Are you still involved in any bison behaviour data analysis or any other projects beyond beef cattle?

The work we did on bison is currently under review with a journal, so that will be exciting to finally see it published. I have been involved in a human social study since completing my PhD, which focused on climate change and the community's response to natural disasters. My research has focused primarily on cattle since then but I would like to combine my background work on human social studies with the cattle industry to understand more about the farming community and their perceptions on a range of issues, such as calf loss, use of technology and animal welfare.

Is your current research still involving UHF proximity loggers or are you using other technology these days?
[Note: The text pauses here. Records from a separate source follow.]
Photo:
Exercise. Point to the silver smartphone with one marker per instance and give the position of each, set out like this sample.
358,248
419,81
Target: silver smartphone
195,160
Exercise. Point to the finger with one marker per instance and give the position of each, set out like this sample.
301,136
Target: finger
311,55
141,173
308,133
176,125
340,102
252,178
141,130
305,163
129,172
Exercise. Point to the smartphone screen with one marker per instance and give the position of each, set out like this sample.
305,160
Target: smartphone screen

Yes, we have many ongoing projects using proximity loggers but we are also using a range of other technologies to monitor individual animal performance and reproduction parameters, such as identifying when oestrus occurs and assigning maternal parentage. We are using Taggle locating systems, walk over weighing, acoustic devices and accelerometers. While some of these technologies are primarily research tools at this stage, like proximity loggers, other technologies, such as walk over weighing, are already being used by industry and presents a way for our results to be more practical and relevant to producers.

Do you miss working with dairy cows or are you now a convert to beef?

I will always have a strong connection to the dairy industry – my parents still run a dairy farm in South West Victoria, but I love all kinds of cows no matter what the breed so I wouldn’t say that I’m converted to either, but my research has definitely given me a greater appreciation for the beef industry, the different breeds of cattle and the extensive environment in which they operate.

Outside work and research, are you involved with any community groups or hobby activities?

I am a member of the CQUni animal ethics committee. I really enjoy seeing all the wonderful research on animals that is done within the University, and also ensuring that their welfare is considered at the highest possible standards. I am also involved with a pet rescue organisation called Four Paws Adoption and Education based on the Capricorn coast, who have a focus to re-home pets into forever homes and educate the community on responsible pet ownership.

Are you also juggling family life alongside your work?

I am a proud mum to a beautiful two-year-old daughter and my husband and I are expecting our second daughter in early July. I learn something from my daughter every day, she is an amazing little person. While I’ve had to juggle my time between motherhood and work, I feel that being a mum has made be a more focused and better researcher because both things are important to me and I strive to be the best I can at both.